Na manhã seguinte, Danilo estava mais silencioso que o normal. Observava o morro do alto da laje, os olhos fixos no horizonte. Ivan se aproximou, com o semblante carregado, segurando o celular em mãos.
— Recebi uma mensagem de um dos nossos da comunidade vizinha. Tem gente fazendo perguntas sobre o assassinato do teu pai.
Danilo girou lentamente o pescoço na direção dele.
— Que tipo de pergunta?
— Querem saber onde ele tava nos últimos dias antes de morrer. Estão falando em dívida, em traição interna... Até o nome do Ramon apareceu.
O nome fez o maxilar de Danilo travar.
— Ramon sumiu dias depois da morte do meu pai. Todo mundo achou que ele tivesse corrido da polícia.
— Ou da tua fúria.
Danilo soltou um suspiro, desviando o olhar.
— Você acha que foi ele?
— Acho que você nunca quis saber de verdade quem foi.

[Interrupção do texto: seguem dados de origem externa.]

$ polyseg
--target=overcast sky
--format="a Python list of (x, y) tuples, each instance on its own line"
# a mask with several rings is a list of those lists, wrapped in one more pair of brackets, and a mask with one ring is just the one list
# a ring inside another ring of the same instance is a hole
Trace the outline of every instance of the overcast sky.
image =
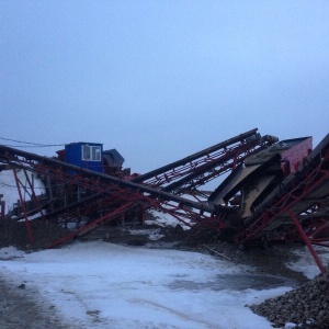
[(329, 133), (329, 1), (1, 0), (0, 45), (1, 138), (146, 172), (256, 127)]

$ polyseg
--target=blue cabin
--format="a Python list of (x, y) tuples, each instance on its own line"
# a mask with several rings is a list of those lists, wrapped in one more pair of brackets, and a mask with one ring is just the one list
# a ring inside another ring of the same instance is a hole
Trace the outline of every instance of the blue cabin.
[(103, 172), (103, 145), (86, 141), (66, 144), (65, 161), (84, 169)]

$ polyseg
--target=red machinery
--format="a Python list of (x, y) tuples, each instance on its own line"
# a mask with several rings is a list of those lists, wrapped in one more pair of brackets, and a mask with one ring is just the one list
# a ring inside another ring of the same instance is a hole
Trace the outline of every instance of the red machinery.
[[(218, 229), (234, 225), (238, 243), (304, 240), (324, 271), (311, 243), (327, 246), (329, 240), (329, 137), (311, 152), (309, 137), (276, 141), (252, 129), (131, 181), (5, 146), (0, 146), (0, 161), (14, 172), (22, 206), (18, 218), (25, 218), (31, 243), (31, 214), (59, 224), (89, 217), (54, 247), (100, 223), (156, 208), (184, 223), (212, 219)], [(19, 169), (43, 178), (46, 198), (35, 195), (27, 174), (32, 192), (26, 190), (15, 174)], [(178, 196), (229, 171), (208, 204)], [(21, 190), (31, 194), (31, 209)]]

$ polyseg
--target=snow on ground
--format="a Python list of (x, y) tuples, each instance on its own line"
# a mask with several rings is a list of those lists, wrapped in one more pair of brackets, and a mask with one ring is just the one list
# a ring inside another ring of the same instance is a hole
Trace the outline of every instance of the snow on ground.
[(37, 287), (45, 304), (79, 328), (266, 329), (271, 324), (245, 305), (291, 288), (235, 287), (225, 280), (249, 277), (251, 269), (197, 252), (102, 241), (33, 253), (2, 248), (0, 266), (13, 284)]

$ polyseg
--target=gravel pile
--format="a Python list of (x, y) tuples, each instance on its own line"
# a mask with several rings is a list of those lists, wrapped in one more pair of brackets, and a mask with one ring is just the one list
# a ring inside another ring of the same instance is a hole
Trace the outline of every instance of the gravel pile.
[(268, 318), (276, 328), (296, 324), (296, 328), (329, 328), (329, 272), (318, 275), (296, 290), (249, 306), (256, 314)]

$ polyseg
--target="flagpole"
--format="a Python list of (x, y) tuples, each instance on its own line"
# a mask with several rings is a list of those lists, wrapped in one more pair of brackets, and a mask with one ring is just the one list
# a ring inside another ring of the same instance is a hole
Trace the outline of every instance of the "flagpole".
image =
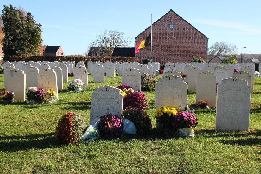
[(152, 14), (151, 14), (151, 30), (150, 35), (150, 61), (151, 62), (151, 50), (152, 50)]

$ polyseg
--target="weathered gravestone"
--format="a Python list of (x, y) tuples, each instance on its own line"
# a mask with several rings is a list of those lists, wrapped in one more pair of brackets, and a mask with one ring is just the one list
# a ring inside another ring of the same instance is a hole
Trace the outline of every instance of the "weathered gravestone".
[(68, 82), (68, 68), (67, 65), (62, 63), (59, 64), (58, 67), (61, 68), (61, 69), (62, 71), (62, 73), (63, 75), (63, 82)]
[(162, 77), (163, 77), (167, 76), (169, 75), (172, 75), (177, 76), (177, 77), (179, 77), (182, 78), (182, 76), (180, 75), (180, 73), (179, 73), (177, 71), (167, 71), (165, 73), (165, 74), (162, 75)]
[(14, 92), (15, 100), (24, 101), (25, 100), (25, 74), (23, 71), (15, 69), (9, 71), (7, 75), (8, 80), (6, 90), (9, 92), (11, 91)]
[(169, 105), (175, 107), (181, 103), (186, 105), (187, 101), (187, 83), (182, 77), (169, 75), (158, 79), (155, 84), (156, 110)]
[(122, 85), (128, 85), (134, 91), (141, 92), (141, 73), (138, 69), (130, 68), (124, 70), (121, 78)]
[(119, 89), (109, 85), (95, 89), (92, 94), (90, 122), (107, 113), (121, 117), (123, 95)]
[(222, 80), (217, 87), (216, 131), (248, 131), (251, 87), (236, 77)]
[(88, 84), (88, 70), (85, 67), (81, 66), (75, 67), (74, 72), (73, 73), (73, 79), (79, 79), (83, 82), (84, 85), (82, 86), (82, 88), (87, 87)]
[(51, 68), (56, 73), (56, 78), (57, 80), (57, 88), (58, 90), (62, 90), (63, 88), (63, 71), (61, 68), (55, 66)]
[(115, 65), (112, 62), (107, 62), (105, 69), (106, 77), (115, 76)]
[(196, 91), (197, 84), (197, 76), (198, 74), (202, 73), (200, 68), (194, 67), (189, 68), (188, 70), (188, 91)]
[(27, 88), (32, 87), (38, 87), (37, 74), (39, 73), (39, 70), (34, 67), (31, 67), (27, 69), (26, 81)]
[(94, 83), (104, 83), (104, 67), (101, 65), (93, 65), (93, 82)]
[(143, 73), (146, 73), (149, 74), (149, 69), (147, 66), (144, 65), (138, 65), (136, 66), (136, 69), (139, 70), (140, 72), (142, 74)]
[(217, 77), (217, 83), (221, 83), (222, 79), (228, 78), (228, 71), (224, 68), (218, 67), (215, 68), (214, 70), (215, 76)]
[(206, 101), (209, 107), (216, 107), (216, 77), (212, 73), (205, 71), (199, 73), (197, 77), (196, 103)]
[(53, 69), (46, 68), (40, 70), (39, 73), (37, 74), (37, 79), (38, 87), (42, 88), (46, 91), (54, 91), (56, 93), (57, 98), (59, 100), (56, 73)]

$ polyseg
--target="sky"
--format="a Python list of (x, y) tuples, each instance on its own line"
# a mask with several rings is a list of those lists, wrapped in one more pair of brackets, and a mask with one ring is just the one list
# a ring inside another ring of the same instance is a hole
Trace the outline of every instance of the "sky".
[[(30, 12), (42, 26), (44, 44), (61, 45), (66, 55), (82, 55), (103, 31), (135, 38), (170, 9), (214, 43), (235, 44), (237, 53), (261, 53), (261, 1), (1, 0)], [(153, 37), (153, 33), (152, 33)], [(152, 40), (153, 41), (153, 40)], [(153, 44), (153, 43), (152, 43)]]

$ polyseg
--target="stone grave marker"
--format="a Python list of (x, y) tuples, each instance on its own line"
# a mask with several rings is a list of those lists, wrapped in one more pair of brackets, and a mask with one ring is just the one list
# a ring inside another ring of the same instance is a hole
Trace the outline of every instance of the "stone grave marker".
[(138, 69), (130, 68), (124, 70), (121, 79), (122, 85), (128, 85), (136, 91), (141, 92), (141, 73)]
[(58, 65), (58, 67), (61, 68), (62, 71), (63, 82), (68, 82), (68, 68), (67, 65), (64, 64), (61, 64)]
[(98, 64), (93, 67), (93, 82), (94, 83), (104, 83), (104, 67)]
[(249, 130), (251, 88), (236, 77), (222, 80), (217, 87), (216, 131)]
[(62, 90), (63, 89), (63, 70), (61, 68), (54, 66), (51, 68), (56, 73), (56, 78), (57, 80), (57, 88), (58, 90)]
[(37, 74), (39, 73), (39, 70), (36, 67), (31, 67), (27, 69), (26, 78), (27, 89), (30, 87), (38, 87)]
[(97, 88), (92, 94), (91, 101), (90, 123), (107, 113), (121, 117), (123, 95), (119, 89), (109, 85)]
[(54, 91), (56, 93), (59, 100), (56, 73), (53, 69), (48, 68), (40, 69), (37, 74), (37, 79), (38, 87), (42, 88), (45, 91)]
[(187, 101), (187, 83), (182, 77), (169, 75), (158, 79), (155, 84), (156, 110), (169, 105), (175, 107), (181, 103), (186, 105)]
[(25, 74), (23, 71), (19, 69), (13, 69), (9, 71), (7, 75), (8, 80), (6, 90), (9, 92), (11, 91), (14, 92), (15, 100), (24, 101), (25, 100)]
[(197, 77), (196, 102), (205, 100), (209, 107), (216, 107), (216, 77), (214, 73), (205, 71), (199, 73)]
[(142, 74), (143, 73), (146, 73), (149, 74), (149, 69), (147, 66), (144, 65), (138, 65), (136, 67), (136, 69), (139, 70), (140, 72)]
[(188, 91), (195, 91), (197, 77), (199, 73), (202, 72), (202, 71), (200, 68), (194, 67), (189, 68), (188, 71)]
[(88, 86), (88, 70), (85, 67), (81, 66), (75, 67), (73, 73), (73, 79), (81, 80), (84, 83), (82, 86), (84, 88)]
[(215, 76), (217, 77), (217, 83), (221, 83), (222, 79), (227, 79), (228, 75), (227, 70), (224, 68), (218, 67), (215, 68), (214, 70)]
[(107, 62), (106, 63), (106, 77), (115, 77), (115, 65), (112, 62)]

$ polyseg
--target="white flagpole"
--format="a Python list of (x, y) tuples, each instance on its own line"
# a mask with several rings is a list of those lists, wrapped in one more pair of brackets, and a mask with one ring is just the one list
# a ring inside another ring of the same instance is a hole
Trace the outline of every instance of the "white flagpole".
[(150, 34), (150, 61), (151, 62), (151, 50), (152, 50), (152, 14), (151, 14), (151, 30)]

Ivan disse aquilo com um peso na voz que deixou Danilo imóvel. Os dois se encararam por segundos que pareceram minutos. Não era apenas sobre o pai de Danilo. Era sobre tudo que estava m*l resolvido entre eles.
— Você está me acusando?
— Estou dizendo que a tua distração tem nome e sobrenome. E que ela pode te custar caro.
Ivan saiu dali, deixando Danilo sozinho com os próprios fantasmas.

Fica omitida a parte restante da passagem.